When Jesse and I first purchased the B&B, I often got aggravated with Jesse because the breakfasts were being cooked and served slowly to the guests. We were new to the job and there was definitely a learning curve. Jesse was an attorney in Staten Island before we moved to Maine. He had a successful practice that saw a lot of different civil cases. Jesse dealt with divorces, personal injury, estate planning, worker’s compensation and many other truly stressful situations that clients would bring to him day and night. When I started stressing about the breakfast coming out late, he would say “Kristi – please - it is only breakfast!” I would answer, “when you own a Bed and Breakfast – you can not get the breakfast wrong”. We both appreciated each other’s point. Since then, move ahead 9 years, we are doing a pretty good job on getting breakfast out on a timely basis. Once we got over that hurdle, I was able to truly appreciate the service that we provide. Breakfast is considered the most important meal of the day. Jesse and I try our best not only to get it out on time, but to provide a breakfast with wholesome ingredients that will power our guests for their Maine vacation day.

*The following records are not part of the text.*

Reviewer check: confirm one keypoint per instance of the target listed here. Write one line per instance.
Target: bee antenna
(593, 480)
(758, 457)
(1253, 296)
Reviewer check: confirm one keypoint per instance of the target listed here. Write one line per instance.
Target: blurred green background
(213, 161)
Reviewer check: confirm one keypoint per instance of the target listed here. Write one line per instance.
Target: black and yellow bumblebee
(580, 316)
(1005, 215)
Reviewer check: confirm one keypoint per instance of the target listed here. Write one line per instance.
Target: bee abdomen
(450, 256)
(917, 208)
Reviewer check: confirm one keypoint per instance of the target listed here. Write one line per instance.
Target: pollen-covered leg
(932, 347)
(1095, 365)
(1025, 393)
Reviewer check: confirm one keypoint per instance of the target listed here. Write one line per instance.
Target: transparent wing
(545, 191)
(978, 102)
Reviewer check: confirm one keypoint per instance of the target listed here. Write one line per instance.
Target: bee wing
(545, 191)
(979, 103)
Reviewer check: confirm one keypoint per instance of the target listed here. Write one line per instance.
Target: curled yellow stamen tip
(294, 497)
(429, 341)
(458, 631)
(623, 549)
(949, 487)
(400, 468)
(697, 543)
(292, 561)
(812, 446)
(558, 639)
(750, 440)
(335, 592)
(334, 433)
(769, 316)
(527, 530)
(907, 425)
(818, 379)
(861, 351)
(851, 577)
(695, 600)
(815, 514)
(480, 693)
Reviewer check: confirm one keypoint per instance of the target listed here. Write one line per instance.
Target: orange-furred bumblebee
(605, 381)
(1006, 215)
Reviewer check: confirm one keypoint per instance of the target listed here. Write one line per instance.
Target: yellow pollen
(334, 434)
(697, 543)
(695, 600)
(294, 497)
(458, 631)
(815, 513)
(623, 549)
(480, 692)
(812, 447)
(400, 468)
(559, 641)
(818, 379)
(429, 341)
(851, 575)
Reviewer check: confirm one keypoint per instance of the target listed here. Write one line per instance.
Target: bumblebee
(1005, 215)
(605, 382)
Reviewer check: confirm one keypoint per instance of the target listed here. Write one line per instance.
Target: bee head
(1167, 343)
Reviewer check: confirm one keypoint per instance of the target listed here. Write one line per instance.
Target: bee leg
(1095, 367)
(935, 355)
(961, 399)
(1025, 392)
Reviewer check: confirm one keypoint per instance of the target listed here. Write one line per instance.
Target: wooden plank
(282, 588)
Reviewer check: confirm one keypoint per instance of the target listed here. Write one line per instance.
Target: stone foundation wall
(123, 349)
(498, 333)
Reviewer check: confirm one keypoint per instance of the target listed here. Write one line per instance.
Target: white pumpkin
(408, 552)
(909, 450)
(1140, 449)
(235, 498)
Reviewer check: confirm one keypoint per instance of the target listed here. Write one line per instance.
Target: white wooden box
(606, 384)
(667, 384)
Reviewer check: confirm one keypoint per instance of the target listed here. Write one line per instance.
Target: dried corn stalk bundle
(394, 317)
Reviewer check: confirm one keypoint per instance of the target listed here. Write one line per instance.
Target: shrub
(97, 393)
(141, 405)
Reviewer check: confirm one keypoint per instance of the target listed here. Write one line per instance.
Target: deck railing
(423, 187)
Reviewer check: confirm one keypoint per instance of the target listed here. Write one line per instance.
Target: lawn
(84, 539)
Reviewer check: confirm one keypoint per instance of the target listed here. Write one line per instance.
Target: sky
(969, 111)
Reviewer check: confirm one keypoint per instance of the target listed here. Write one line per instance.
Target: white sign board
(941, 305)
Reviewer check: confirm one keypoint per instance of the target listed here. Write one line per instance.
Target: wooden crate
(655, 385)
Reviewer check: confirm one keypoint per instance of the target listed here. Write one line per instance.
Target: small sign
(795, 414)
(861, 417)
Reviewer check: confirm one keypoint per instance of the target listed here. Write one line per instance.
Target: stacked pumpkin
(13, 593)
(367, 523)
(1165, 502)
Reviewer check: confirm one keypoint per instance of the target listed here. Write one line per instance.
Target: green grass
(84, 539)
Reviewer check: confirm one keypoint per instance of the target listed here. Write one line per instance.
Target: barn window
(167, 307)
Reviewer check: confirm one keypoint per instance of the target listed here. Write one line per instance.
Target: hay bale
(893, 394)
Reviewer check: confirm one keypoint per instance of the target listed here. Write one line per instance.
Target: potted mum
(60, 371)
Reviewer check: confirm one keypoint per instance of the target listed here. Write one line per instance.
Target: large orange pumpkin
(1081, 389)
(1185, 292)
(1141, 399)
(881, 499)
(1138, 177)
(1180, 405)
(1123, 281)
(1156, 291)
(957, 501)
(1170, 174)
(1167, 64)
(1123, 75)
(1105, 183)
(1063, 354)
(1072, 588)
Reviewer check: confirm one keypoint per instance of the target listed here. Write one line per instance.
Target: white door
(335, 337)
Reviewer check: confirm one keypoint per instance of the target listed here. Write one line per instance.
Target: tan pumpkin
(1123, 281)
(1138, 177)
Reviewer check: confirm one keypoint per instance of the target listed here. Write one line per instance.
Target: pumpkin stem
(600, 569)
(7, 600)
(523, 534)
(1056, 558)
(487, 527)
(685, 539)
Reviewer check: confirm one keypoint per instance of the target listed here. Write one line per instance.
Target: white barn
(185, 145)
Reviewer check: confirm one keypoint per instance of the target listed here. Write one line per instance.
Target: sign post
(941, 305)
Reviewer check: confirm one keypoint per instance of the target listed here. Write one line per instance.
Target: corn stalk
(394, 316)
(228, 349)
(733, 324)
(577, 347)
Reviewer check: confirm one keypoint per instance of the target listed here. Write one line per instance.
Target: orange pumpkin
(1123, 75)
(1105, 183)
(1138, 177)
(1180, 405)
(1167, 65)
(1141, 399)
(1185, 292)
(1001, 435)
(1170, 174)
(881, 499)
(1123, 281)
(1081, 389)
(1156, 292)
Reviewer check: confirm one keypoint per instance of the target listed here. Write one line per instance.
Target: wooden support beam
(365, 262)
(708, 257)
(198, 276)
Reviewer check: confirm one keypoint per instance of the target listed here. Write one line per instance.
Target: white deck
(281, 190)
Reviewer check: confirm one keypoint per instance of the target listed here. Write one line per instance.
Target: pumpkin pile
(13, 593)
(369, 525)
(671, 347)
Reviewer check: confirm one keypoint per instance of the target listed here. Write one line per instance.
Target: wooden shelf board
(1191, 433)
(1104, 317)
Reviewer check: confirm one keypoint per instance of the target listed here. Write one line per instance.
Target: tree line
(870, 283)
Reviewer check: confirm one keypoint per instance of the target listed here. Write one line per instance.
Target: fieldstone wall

In addition to those wonderful characteristics of breakfast, a warm meal makes our guests comfortable and welcome in our Inn.
This past weekend, we had a man from Dubai stay at the B&B. He was not originally from Dubai, but has lived in Dubai for the past 20 years. He was born and raised in England and very much had an English accent. The reason I mention this gentleman is because he opened my eyes a little more to my everyday task of serving breakfast. When I brought the food to the table, he said – “Yes, please give my girlfriend the traditional American breakfast” - she had ordered the blueberry pancakes. When he made this observation, I felt obligated to mention that the breakfast that he ordered was a traditional English breakfast – poached eggs over toast with bacon and ketchup. I did note that I was surprised that he did not order a bowl of cereal before his meal, as many of our overseas English guests do. He agreed that the bowl of cereal is an English tradition. I continued this dialogue of traditional breakfasts by sharing the orders I have taken in the breakfast room that have sometimes confused me. I know some orders are just personal taste, such as the peanut butter omelet that someone once ordered, but most of the time when a guest orders, they are looking for a familiar dish that perhaps they have not had in a couple of weeks because of traveling. If we could provide this familiar breakfast morsel, they would be so grateful. One truly confusing order for me was when a lovely couple from Israel ordered eggs and asked if we had any tomatoes and cucumbers to have on the side. I said yes and asked if they wanted to tomatoes and cucumbers cooked, because in my world salad is not for breakfast and everything is hot and cooked. They were polite and said, “no – just raw please”. We were able to accommodate them. I told the English Dubai man about this transaction and he noted that environment truly influences your eating patterns. He said “imagine living in the dessert and having a hot bowl of cereal or pancakes – doesn’t make sense right?” He said “here in New England you need a lot of calories and warm food just to get through your day”. I agreed and felt I better understood my service a little better. Breakfast is a important part of the day, it is influenced by our environments and to many it provides a memory that helps them get the warm feeling of home.
We hope when our guests come to Windward and see our complimentary breakfast menu, they will feel comfortable asking us for that breakfast they truly want that day. I love learning new recipes and traditions. Our menu now has many options including vegan, vegetarian and gluten free meals. If you love breakfast as much as we do, we hope you will join us between 7:30 – 10:00am every morning in the breakfast room. We promise to try to get the food out on time.